Beractant vs. Lucinactant

Moya and colleagues [51] studied 1295 premature infants 24-32 weeks gestation and birth weights 600–1250 g treated with lucinactant (175 mg/kg, 5.8 ml/kg/dose, n=527) vs. colfosceril palmitate (67.4 mg/ kg, 5 ml/kg/dose, n=509) vs. beractant (100 mg/kg, 4.0 ml/kg/dose, n=258) in the SELECT trial (Safety and Effectiveness of Lucinactant Versus Exosurf in a Clinical Trial of RDS in Premature Infants). Infants treated with lucinactant had a lower mortality rate from RDS at 14 days vs. infants treated with either colfosceril palmitate (4.7 vs. 9.4%, p=0.002) or beractant (10.5%, p=0.001). Death or BPD at 36 weeks was lower in the infants treated with lucinactant (40.6%) vs. in infants treated with colfosceril palmitate (46.2%, p=0.021), but similar to beractant (43.8%, p=0.32). Frequencies of other morbidities of prematurity were similar in all three groups. The difference in mortality rates between lucinactant vs. beractant deserves some comment. The concentration of sinapultide (synthetic peptide KL-4) in lucinactant is consistently higher than the SP-B concentration in beractant. In addition, the lucinactant phospholipid dose was 75% greater than for beractant. The authors speculate that lucinactant may be superior to beractant in reducing mortality rate associated with RDS by improved rapid adsorption to the air-liquid interface. One of the difficulties with the use of lucinactant is its high viscosity at room temperature and the need for warming in a 44°F cradle for 15 minutes prior to use. In conclusion, Lucinactant is a new synthetic surfactant with clinical efficacy equivalent to that achieved with available animal derived surfactant preparations.
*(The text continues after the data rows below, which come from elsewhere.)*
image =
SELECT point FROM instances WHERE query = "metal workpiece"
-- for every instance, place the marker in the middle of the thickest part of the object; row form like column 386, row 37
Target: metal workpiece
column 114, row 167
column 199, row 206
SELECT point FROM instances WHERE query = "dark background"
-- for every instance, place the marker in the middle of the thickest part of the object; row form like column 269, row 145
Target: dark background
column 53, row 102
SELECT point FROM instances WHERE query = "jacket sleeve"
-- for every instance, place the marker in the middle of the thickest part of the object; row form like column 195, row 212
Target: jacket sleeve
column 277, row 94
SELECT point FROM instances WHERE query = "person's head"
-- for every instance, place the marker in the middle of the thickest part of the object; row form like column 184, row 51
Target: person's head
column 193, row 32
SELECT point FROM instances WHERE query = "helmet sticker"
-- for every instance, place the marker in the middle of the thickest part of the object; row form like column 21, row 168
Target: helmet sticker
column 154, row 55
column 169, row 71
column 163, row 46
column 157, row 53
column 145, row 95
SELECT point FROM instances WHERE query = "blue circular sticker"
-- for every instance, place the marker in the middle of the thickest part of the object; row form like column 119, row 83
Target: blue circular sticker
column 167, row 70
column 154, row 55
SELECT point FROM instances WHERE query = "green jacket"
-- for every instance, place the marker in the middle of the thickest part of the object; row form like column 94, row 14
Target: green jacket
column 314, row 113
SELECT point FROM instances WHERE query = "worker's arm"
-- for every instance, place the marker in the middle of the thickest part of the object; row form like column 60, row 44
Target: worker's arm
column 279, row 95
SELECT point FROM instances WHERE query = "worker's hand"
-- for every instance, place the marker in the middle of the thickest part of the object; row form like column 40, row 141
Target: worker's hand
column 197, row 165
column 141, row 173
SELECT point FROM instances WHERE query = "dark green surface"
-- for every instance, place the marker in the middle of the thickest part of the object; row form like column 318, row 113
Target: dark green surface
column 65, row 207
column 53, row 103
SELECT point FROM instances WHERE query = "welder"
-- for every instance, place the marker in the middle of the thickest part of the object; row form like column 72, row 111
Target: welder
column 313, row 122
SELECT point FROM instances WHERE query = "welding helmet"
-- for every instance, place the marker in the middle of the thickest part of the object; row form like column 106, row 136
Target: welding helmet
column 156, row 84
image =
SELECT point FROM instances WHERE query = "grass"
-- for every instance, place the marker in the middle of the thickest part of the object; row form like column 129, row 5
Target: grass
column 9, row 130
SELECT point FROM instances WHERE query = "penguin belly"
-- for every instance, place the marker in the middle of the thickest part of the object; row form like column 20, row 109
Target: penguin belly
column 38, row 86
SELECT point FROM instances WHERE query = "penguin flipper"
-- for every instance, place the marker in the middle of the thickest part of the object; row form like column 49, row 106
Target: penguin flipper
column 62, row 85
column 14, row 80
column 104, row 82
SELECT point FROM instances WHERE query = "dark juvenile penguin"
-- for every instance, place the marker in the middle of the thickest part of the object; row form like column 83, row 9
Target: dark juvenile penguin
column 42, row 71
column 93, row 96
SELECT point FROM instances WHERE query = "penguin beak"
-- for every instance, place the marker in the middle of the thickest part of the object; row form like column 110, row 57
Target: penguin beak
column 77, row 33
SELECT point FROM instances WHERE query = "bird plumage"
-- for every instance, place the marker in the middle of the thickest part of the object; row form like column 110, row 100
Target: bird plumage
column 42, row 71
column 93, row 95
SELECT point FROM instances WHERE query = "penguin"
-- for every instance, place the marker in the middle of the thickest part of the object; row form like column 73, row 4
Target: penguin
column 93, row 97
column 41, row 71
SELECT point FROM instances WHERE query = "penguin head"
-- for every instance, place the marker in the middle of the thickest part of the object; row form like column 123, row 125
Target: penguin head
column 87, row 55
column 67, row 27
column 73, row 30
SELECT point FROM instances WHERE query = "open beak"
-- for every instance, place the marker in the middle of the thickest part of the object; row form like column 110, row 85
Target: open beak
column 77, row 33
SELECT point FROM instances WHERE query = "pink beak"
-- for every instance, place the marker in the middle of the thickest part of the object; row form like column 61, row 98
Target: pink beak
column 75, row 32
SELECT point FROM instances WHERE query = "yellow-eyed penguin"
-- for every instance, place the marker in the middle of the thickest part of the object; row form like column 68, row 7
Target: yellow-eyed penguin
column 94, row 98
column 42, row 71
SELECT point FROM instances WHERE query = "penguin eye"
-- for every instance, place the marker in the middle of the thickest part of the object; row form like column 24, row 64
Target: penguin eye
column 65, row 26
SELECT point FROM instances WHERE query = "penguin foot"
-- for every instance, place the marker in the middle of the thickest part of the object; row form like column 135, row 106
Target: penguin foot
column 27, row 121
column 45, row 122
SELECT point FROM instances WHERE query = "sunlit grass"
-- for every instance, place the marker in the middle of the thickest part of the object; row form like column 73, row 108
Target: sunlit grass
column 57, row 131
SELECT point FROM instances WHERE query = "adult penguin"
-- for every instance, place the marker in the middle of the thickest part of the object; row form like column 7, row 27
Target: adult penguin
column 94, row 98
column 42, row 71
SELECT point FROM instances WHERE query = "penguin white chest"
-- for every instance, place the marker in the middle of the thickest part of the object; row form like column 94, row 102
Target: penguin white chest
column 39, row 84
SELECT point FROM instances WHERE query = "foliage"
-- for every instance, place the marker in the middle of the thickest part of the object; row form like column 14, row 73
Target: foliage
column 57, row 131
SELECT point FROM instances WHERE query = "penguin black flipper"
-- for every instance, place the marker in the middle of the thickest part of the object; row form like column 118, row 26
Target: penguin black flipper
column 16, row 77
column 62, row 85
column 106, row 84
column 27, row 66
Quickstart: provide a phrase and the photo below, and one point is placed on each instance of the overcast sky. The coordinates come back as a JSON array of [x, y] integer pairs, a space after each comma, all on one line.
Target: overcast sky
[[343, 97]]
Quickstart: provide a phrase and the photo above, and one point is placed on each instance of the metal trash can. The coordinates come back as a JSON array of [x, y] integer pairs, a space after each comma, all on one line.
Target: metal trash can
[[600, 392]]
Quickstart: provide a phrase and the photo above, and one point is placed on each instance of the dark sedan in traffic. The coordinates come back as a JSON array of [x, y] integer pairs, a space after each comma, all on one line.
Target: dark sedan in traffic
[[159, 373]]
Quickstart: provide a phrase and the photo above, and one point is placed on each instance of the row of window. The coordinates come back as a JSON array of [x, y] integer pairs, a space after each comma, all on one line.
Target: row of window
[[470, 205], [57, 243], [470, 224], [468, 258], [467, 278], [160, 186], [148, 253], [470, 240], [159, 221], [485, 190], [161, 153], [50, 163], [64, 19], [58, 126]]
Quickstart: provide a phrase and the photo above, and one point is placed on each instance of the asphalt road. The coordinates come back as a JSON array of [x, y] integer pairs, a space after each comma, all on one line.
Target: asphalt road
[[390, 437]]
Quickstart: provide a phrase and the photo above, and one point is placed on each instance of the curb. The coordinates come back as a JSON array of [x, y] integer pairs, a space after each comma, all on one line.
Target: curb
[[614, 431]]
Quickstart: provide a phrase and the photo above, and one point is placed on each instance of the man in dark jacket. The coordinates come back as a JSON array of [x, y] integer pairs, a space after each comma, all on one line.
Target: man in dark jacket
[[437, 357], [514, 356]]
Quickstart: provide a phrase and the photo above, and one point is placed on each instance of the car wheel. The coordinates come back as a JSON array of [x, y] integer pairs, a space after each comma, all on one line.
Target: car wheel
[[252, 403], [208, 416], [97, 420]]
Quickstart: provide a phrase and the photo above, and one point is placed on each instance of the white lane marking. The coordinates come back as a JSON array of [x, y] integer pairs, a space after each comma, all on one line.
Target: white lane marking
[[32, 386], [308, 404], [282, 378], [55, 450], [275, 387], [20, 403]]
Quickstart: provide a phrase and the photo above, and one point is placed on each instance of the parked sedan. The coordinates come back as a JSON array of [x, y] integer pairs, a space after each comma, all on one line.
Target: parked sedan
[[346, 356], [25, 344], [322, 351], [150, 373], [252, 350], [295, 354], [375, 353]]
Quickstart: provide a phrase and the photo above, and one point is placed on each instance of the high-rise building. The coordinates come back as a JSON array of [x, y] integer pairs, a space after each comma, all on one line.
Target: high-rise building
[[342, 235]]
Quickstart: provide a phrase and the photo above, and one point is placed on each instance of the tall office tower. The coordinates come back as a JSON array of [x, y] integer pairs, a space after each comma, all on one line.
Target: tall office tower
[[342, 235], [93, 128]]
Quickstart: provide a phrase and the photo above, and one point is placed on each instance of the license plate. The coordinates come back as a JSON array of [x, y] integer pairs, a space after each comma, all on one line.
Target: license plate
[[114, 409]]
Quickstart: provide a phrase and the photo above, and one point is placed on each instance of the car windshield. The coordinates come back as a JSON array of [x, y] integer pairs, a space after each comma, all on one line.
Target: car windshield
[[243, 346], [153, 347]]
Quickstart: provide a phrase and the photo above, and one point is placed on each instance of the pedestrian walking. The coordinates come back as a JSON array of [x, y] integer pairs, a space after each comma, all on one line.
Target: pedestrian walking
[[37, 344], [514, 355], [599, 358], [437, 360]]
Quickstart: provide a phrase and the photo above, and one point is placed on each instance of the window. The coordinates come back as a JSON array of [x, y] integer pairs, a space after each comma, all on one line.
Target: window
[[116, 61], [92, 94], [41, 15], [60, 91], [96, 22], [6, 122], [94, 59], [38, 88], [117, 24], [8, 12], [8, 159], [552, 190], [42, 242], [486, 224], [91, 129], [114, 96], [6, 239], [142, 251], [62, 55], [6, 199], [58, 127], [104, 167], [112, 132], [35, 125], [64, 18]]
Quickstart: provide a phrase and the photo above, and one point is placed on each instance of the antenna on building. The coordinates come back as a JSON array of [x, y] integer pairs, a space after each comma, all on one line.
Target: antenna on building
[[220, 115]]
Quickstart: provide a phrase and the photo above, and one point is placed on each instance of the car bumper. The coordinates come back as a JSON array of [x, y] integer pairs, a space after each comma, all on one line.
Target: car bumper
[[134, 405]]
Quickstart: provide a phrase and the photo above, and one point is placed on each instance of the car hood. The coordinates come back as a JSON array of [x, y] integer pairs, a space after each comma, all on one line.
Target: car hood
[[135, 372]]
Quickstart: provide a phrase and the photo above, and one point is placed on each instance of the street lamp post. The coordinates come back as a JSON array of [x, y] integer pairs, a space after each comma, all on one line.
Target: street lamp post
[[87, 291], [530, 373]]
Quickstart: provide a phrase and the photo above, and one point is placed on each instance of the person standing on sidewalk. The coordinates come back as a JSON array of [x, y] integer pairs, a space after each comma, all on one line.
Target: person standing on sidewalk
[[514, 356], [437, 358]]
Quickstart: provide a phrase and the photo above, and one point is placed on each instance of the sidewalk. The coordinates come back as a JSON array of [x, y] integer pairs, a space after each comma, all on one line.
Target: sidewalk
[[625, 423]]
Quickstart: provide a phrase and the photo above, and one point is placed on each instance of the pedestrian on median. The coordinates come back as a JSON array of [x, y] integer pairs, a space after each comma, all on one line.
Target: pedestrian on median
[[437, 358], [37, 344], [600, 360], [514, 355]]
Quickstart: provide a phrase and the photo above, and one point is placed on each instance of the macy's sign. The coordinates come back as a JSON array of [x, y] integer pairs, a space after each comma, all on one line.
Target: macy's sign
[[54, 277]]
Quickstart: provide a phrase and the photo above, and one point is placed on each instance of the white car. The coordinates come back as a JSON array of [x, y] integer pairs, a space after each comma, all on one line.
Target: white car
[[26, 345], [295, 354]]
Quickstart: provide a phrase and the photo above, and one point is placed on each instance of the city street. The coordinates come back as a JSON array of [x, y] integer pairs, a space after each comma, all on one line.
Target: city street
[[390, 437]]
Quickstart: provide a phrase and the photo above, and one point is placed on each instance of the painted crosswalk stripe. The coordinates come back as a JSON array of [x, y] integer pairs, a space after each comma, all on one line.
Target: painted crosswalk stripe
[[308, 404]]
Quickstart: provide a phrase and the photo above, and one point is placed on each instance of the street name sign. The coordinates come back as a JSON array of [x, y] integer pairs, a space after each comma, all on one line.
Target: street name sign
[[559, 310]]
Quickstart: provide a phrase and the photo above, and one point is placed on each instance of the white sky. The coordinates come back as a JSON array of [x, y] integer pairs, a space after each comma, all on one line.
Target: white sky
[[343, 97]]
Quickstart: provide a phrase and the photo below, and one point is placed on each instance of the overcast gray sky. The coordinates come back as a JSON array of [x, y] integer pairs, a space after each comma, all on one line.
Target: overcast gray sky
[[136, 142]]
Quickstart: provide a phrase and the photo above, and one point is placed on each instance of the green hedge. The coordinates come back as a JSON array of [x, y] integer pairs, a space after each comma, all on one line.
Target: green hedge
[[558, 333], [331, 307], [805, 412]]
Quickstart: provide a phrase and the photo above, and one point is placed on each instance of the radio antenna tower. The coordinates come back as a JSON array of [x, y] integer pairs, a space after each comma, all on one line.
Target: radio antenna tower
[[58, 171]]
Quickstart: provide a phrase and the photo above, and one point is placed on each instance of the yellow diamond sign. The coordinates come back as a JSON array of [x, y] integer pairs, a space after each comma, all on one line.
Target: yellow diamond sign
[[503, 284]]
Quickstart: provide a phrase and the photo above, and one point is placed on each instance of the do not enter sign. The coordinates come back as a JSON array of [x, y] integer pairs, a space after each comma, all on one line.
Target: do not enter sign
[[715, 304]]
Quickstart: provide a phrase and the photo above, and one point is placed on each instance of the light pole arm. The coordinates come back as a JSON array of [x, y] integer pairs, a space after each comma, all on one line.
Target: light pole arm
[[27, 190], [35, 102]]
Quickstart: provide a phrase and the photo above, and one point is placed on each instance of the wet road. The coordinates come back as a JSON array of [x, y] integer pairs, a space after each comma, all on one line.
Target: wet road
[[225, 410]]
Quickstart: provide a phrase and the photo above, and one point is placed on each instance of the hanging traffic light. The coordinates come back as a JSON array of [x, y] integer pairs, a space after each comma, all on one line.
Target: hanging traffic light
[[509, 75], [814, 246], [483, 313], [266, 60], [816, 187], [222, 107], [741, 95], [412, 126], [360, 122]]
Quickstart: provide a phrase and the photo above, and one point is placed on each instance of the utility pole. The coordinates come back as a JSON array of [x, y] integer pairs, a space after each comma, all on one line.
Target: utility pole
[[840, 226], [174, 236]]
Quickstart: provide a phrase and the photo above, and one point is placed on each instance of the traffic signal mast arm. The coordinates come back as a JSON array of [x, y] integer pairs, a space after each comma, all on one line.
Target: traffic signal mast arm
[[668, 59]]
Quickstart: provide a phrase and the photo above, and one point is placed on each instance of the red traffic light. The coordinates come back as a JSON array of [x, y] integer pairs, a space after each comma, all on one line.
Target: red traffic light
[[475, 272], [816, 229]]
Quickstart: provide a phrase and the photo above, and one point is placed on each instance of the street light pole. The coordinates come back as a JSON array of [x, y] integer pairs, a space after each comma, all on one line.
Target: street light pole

Poractant alfa vs. Lucinactant

Lucinactant was approved for use in the United States in 2012, and is the first synthetic surfactant with a surfactant protein analog, sinapultide. Sinha and colleagues [52] studied infants 24-28 weeks gestation and birth weights 600 – 1250 g, receiving lucinactant (175 mg/kg, 5.8 ml/kg) vs. poractant alfa (175 mg/kg, 2.2 ml/kg/dose, less than the recommended initial dose of 200 mg/kg) in the STAR trial (Surfaxin Therapy Against Respiratory Distress Syndrome). Infants treated with lucinactant vs. poractant alfa at these doses had similar mortality rates at 28 days, BPD rates at 28 days (62.2% vs. 63.7%, respectively, p=NS) and survival rates without BPD at 36 weeks (64.7% vs. 66.9%, respectively, p=0.86). In the analysis comparing lucinactant vs. poractant alfa, the one-year fixed-time-point estimates of mortality rates were similar, 18.6% vs. 21.9%, respectively (NS) [53]. If those patients lost to follow up were included as mortalities, lucinactant (19.4%) had a lower mortality rate vs. poractant alfa (24.2%). The authors concluded that administration of lucinactant to infants at risk for RDS results in neonatal survival rates at least comparable with that of infants given animal derived surfactants beractant vs. poractant alfa. Furthermore, there was no difference in the morbidity through oneyear corrected age in infants given lucinactant versus other animal derived surfactants.

rSP-C surfactant

There are several studies comparing rSP-C (recombinant human SPC) with various surfactants treating adult respiratory distress syndrome, but no published studies comparing efficacy of rSP-C surfactant with animal derived surfactant in neonates with RDS. Clinical trials in neonates are ongoing. Like lucinactant, however, the phosopholipid concentration is substantially less than in the most concentrated animal derived surfactant and the volume of administration is greater. Recombinant SP-C surfactant holds promise for future use without potential infectious disease and immune implication.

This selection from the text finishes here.